Arts. 332 e 1.013 do CPC - Teoria da Causa Madura
quinta-feira, 15 de setembro de 2022
Atualizado às 10:51
Considerando o princípio da razoável duração do processo, introduzido na Constituição Federal pela Emenda Constitucional 45/2004, o Código de Processo Civil de 2015 criou, ampliou e manteve mecanismos destinados à diminuição da morosidade processual do Poder Judiciário. A teoria da causa madura, por exemplo, é um desses mecanismos que permaneceu no CPC/2015 e adquiriu inovações significativas.
Denomina-se "causa madura" aquela que tem condições para julgamento imediato, pois a instrução probatória já foi exaurida. Trata-se de um instituto processual excepcional, que possibilita que o juízo em grau de recurso - o órgão ad quem - realize o julgamento do mérito de uma ação que, em decorrência de vício, foi inicialmente julgada extinta. Originalmente, em outras palavras, invoca-se essa teoria em sede recursal, nos processos que foram julgados extintos por sentença terminativa, requerendo provimento ao recurso e o pronto exame do mérito da ação sem que os autos retornem ao juízo de origem.
A teoria da causa madura foi inserida no sistema processual brasileiro por meio da lei 10.352/2001 que acrescentou ao CPC/1973 o §3º no artigo 515 estabelecendo que "nos casos de extinção do processo sem julgamento do mérito, o tribunal pode julgar desde logo a lide, se a causa versar questão exclusivamente de direito e estiver em condições de imediato julgamento". Esse instrumento foi aprimorado no CPC de 2015, contando com alteração de requisito e possibilidade de aplicação não apenas em grau recursal.

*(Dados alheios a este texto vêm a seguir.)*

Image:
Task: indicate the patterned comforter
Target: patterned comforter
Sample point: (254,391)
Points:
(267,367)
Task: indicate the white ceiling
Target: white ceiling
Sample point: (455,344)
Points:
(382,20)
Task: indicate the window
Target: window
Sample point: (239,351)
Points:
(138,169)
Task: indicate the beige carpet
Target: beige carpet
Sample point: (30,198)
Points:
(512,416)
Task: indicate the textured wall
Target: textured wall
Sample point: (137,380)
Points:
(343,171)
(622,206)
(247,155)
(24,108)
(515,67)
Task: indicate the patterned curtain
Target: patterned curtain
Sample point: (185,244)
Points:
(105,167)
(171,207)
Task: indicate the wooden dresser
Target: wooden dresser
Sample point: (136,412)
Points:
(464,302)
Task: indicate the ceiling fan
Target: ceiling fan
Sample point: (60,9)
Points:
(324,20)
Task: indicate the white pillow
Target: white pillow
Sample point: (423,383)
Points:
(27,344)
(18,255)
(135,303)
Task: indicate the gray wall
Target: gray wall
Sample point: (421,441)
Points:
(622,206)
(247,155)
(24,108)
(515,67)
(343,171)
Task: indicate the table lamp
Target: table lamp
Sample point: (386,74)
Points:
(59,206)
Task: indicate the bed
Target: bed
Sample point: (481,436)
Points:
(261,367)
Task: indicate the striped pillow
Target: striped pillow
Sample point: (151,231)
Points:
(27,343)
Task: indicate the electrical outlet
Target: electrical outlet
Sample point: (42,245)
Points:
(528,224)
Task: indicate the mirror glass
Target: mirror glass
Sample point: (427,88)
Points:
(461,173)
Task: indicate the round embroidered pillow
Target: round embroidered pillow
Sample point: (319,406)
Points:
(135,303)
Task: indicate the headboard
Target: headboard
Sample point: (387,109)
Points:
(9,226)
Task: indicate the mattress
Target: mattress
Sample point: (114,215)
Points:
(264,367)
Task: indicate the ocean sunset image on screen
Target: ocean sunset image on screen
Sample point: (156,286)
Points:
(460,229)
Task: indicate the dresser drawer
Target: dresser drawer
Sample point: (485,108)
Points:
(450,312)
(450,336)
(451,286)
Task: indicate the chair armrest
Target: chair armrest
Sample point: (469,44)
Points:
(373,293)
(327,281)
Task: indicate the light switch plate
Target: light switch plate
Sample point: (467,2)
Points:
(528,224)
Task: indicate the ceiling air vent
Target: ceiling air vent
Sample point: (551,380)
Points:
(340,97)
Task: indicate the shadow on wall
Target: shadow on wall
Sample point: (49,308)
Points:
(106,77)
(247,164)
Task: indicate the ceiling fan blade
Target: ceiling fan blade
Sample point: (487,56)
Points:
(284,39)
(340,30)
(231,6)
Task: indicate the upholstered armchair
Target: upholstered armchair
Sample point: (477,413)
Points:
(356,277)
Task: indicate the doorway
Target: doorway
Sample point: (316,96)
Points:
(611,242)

Em razão do compromisso do atual sistema processual com a mais justa e célere resolução de processos, a teoria da causa madura teve a sua aplicação expandida para outras hipóteses. De acordo com o §1º do artigo 332 do CPC/2015, nas causas que dispensem a fase instrutória, o juiz, independentemente da citação do réu, julgará liminarmente improcedente o pedido se verificar, desde logo, a ocorrência de decadência ou de prescrição. Essa hipótese é uma inovação lida como a aplicação da teoria da causa madura no âmbito do primeiro grau de jurisdição.
Como visto, no texto do código anterior o fato de "a causa versar questão exclusivamente de direito" - aquela sobre a qual não há fatos controvertidos - era requisito fundamental para a aplicação da teoria. Todavia, perante inúmeras discussões acerca da aplicação desse dispositivo, o Superior Tribunal de Justiça uniformizou a jurisprudência sobre a teoria da causa madura no julgamento do EREsp nº 874.507/SP, no ano de 2013, fixando que "ainda que a questão seja de direito ou de fato, não havendo necessidade de produzir prova (causa madura), poderá o Tribunal julgar desde logo a lide, no exame da apelação interposta contra a sentença que julgara extinto o processo sem resolução do mérito"1.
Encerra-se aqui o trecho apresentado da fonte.